Most things people seem to consider sports don't really seem like sports to me. I mean, I feel that a "sport," despite the official definition, should consist of some strenuous activity coupled with a large amount of skill and fair amount of competitive strategy in order to score some sort of points to best your opponents. In that sense, I don't consider guitar playing a sport in any way aside from the skills required.

What I consider sports are things like Hockey, Football, Basketball, Track, Shotput, Tennis, etc. Not so much poker, NASCAR, tetris, hot-dog-eating or fishing.

Certainly all of these activities require large amounts of skill, but to me, the skill required to do it is only one part of it being a sport - and certainly I have just as much respect for a master of a non-sport skill as I do for a champion of a sport. I don't get why we have to consider things sports that are not sports, just because they are competitive or require a lot of skill.


----------



## niffnoff (Jul 17, 2011)

My opinion guitar is either a profession or hobby.

You play guitar with a band, session, recording - Profession

You play with a band that's not serious, or just to learn some t00nz - Hobby

The competitiveness comes with bands I think, trying to earn that "lead" spot, or that I can fret wank quicker than you can, or I can play the best s0l0z. In the end, that's just childishness. 

If you want to play guitar for the music, you're probably the last person on earth to consider it for a "sport".

If you're in it to try and be the best at some aspect. Go home and find a new instrument. Every guitar player at one point will find something new and find someone is ten times better than them at something. Mastering the instrument would take a life time and by then, yeah I doubt you would be able to keep to the speed you were at one point in your life.

Guitar isn't a sport.


----------



## Bucks (Jul 17, 2011)

While guitar playing may share some characteristics of 'sports' i.e. practice regimes etc, I certainly wouldn't consider it as a sport, in the conventional sense. 

The term 'sport' isn't clearly defined, it's very subjective. Like some people consider playing video games a sport...that's just ridiculous to me!!


----------



## Powermetalbass (Aug 20, 2011)

playing guitar can't be a sport because as pointed out by the OP it is "competetive". There is no league of guitar players competing for the "golden pick or pick of destiny" so it is not a sport. Guitar shedding could be a sport if you were active. but guitar playing in general is not a sport, atleast not at a professional level. 
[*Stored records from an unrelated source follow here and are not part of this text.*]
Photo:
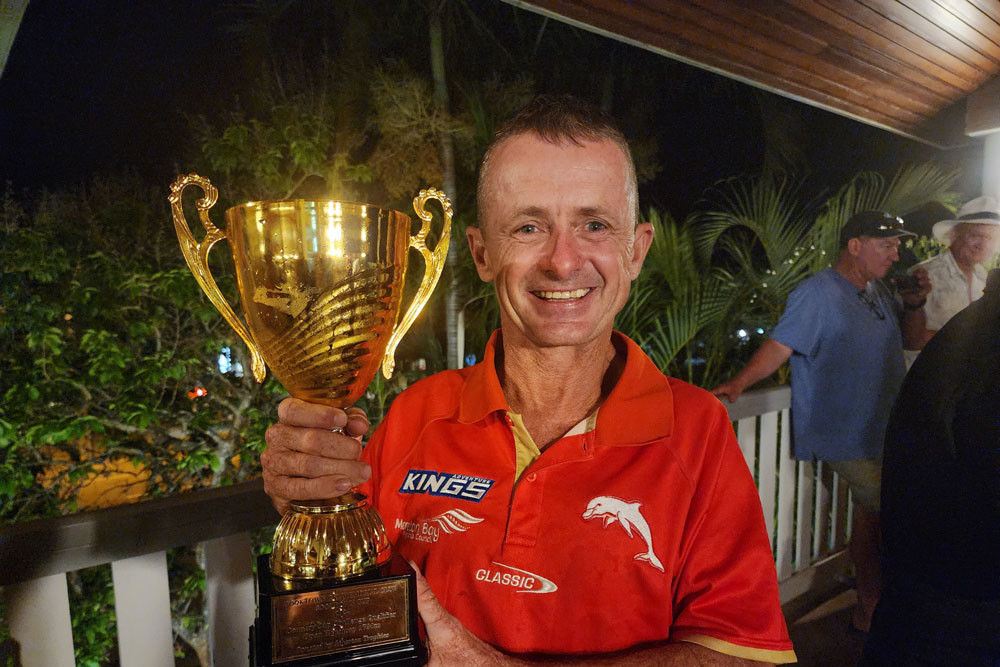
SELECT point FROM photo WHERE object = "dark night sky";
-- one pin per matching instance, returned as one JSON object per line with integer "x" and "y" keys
{"x": 101, "y": 85}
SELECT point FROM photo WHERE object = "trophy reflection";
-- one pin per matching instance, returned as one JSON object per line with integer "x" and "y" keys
{"x": 320, "y": 285}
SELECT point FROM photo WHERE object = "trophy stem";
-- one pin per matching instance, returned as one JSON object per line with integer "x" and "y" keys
{"x": 336, "y": 539}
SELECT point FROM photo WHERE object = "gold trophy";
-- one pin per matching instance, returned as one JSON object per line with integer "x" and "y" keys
{"x": 321, "y": 286}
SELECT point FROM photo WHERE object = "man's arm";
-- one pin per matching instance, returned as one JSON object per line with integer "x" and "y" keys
{"x": 767, "y": 359}
{"x": 451, "y": 645}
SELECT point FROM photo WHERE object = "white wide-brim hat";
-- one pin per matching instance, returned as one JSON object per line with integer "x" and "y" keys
{"x": 979, "y": 211}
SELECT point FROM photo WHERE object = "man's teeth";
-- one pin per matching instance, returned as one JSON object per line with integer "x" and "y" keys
{"x": 574, "y": 294}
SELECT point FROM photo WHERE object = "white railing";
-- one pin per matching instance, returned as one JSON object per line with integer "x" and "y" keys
{"x": 806, "y": 507}
{"x": 806, "y": 522}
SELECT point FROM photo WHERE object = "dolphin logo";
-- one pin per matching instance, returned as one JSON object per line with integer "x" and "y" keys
{"x": 627, "y": 514}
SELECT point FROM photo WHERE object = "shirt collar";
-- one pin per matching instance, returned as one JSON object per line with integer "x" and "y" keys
{"x": 639, "y": 409}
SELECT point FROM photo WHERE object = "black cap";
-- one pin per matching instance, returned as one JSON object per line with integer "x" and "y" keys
{"x": 876, "y": 224}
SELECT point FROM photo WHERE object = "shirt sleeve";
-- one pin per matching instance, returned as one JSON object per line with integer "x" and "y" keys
{"x": 726, "y": 595}
{"x": 801, "y": 324}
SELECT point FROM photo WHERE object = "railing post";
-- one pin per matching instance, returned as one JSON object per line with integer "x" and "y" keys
{"x": 785, "y": 537}
{"x": 38, "y": 615}
{"x": 142, "y": 605}
{"x": 229, "y": 594}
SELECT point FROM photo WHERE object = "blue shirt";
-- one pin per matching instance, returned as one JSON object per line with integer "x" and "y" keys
{"x": 847, "y": 366}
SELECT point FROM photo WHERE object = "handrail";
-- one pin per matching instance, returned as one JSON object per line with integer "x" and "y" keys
{"x": 63, "y": 544}
{"x": 753, "y": 403}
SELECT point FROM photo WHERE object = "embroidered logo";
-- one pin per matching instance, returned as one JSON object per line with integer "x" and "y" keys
{"x": 429, "y": 530}
{"x": 522, "y": 580}
{"x": 447, "y": 484}
{"x": 629, "y": 517}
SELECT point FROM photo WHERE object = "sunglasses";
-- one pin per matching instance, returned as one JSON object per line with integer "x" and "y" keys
{"x": 872, "y": 306}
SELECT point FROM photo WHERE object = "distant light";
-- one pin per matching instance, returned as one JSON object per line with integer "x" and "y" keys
{"x": 225, "y": 361}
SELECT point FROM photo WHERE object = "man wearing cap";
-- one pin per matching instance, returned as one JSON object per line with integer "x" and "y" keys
{"x": 957, "y": 275}
{"x": 844, "y": 333}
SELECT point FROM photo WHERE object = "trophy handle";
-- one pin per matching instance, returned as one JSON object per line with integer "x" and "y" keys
{"x": 433, "y": 265}
{"x": 196, "y": 255}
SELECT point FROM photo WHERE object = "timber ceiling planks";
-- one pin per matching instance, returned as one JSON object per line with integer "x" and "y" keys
{"x": 899, "y": 64}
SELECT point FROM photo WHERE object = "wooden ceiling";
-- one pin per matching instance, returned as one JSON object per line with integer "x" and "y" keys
{"x": 905, "y": 65}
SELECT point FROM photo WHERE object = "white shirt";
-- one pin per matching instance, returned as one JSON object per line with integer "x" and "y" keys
{"x": 950, "y": 291}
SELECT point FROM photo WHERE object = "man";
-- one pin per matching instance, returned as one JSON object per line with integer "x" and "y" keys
{"x": 941, "y": 501}
{"x": 841, "y": 329}
{"x": 957, "y": 275}
{"x": 562, "y": 497}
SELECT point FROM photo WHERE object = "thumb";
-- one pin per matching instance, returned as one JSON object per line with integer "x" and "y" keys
{"x": 436, "y": 618}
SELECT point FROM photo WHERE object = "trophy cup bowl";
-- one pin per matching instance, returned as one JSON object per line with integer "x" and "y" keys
{"x": 320, "y": 284}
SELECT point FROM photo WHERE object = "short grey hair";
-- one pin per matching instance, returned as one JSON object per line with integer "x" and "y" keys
{"x": 559, "y": 118}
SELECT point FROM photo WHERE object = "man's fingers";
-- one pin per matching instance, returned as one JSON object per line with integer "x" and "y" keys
{"x": 287, "y": 488}
{"x": 290, "y": 463}
{"x": 315, "y": 441}
{"x": 431, "y": 611}
{"x": 295, "y": 412}
{"x": 357, "y": 422}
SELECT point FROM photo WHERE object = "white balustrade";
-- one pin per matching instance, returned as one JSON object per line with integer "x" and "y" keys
{"x": 806, "y": 521}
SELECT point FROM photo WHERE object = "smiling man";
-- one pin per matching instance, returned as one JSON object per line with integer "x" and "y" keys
{"x": 565, "y": 501}
{"x": 845, "y": 335}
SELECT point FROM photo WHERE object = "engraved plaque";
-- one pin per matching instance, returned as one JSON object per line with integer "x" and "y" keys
{"x": 365, "y": 621}
{"x": 339, "y": 619}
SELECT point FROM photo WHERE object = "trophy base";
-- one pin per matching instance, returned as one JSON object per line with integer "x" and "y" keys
{"x": 364, "y": 621}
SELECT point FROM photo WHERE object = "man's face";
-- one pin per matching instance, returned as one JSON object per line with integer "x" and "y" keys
{"x": 558, "y": 239}
{"x": 973, "y": 244}
{"x": 875, "y": 256}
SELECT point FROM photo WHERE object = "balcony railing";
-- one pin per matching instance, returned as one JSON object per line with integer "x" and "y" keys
{"x": 807, "y": 524}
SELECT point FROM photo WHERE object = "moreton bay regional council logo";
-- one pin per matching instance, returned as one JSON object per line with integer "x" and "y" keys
{"x": 429, "y": 530}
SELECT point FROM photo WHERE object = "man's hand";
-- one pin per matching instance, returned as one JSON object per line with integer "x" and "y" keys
{"x": 917, "y": 296}
{"x": 730, "y": 390}
{"x": 449, "y": 643}
{"x": 306, "y": 459}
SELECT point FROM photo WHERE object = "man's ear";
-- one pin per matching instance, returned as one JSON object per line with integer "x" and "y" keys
{"x": 640, "y": 246}
{"x": 477, "y": 246}
{"x": 854, "y": 246}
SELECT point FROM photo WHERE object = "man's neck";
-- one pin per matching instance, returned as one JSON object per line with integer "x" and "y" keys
{"x": 849, "y": 269}
{"x": 967, "y": 268}
{"x": 553, "y": 389}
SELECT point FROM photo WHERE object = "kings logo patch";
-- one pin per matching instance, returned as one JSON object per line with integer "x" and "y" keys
{"x": 448, "y": 484}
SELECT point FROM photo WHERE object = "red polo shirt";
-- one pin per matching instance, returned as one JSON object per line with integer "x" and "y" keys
{"x": 646, "y": 528}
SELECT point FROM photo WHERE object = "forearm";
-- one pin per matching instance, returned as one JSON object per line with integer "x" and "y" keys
{"x": 765, "y": 361}
{"x": 680, "y": 654}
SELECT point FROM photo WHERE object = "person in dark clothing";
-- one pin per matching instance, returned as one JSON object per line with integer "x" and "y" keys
{"x": 941, "y": 501}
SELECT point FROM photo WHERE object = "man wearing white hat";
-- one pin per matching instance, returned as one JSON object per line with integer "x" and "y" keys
{"x": 957, "y": 275}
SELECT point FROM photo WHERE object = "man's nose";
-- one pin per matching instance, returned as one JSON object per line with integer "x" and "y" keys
{"x": 563, "y": 255}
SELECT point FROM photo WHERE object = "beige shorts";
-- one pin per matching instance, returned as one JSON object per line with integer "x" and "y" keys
{"x": 863, "y": 477}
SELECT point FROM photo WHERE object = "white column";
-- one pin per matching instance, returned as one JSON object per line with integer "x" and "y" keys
{"x": 991, "y": 165}
{"x": 229, "y": 594}
{"x": 38, "y": 616}
{"x": 142, "y": 606}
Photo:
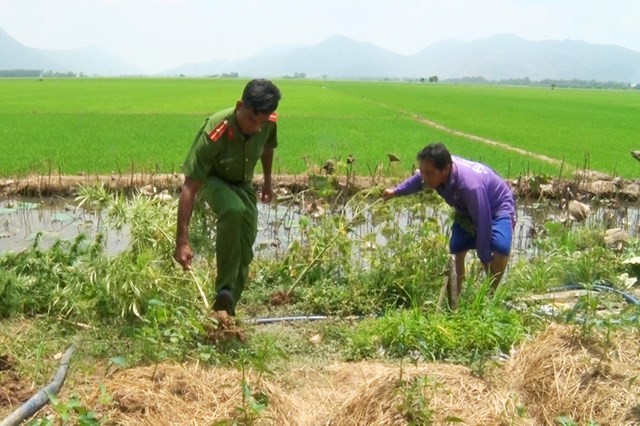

By your guys logic anything that you can compete in is a sport : Knitting (could be), those idiots in the south who think hotdog eating is a sport, etc.


----------



## The Reverend (Aug 21, 2011)

Powermetalbass said:


> playing guitar can't be a sport because as pointed out by the OP it is "competetive". There is no league of guitar players competing for the "golden pick or pick of destiny" so it is not a sport. Guitar shedding could be a sport if you were active. but guitar playing in general is not a sport, atleast not at a professional level.
> 
> By your guys logic anything that you can compete in is a sport : Knitting (could be), those idiots in the south who think hotdog eating is a sport, etc.



Hotdog eating is definitely a sport. IT'S COMPETITIVE EATING, FOR CHRIST'S SAKE!


----------



## Blind Theory (Sep 1, 2011)

Guitar is a sport like skateboarding is a sport. What I mean by that is, I play guitar for fun just like I skate for fun. BUT, you can take both to a competitive arena. They both take skill, practice, and you have to stick with it to be any good but you don't have to compete to get there. Other, more traditional, sports like football require a team and competition so I can see how there could be an argument here.


----------



## AxeHappy (Oct 13, 2011)

Gold records? Platinum albums? Royal Conservative competitions? Kiwanis Music Festivals? Etc, Etc, Etc. I'm also constantly competing with myself but I suppose that hardly counts?

Playing music in general is a sport. Not just guitar.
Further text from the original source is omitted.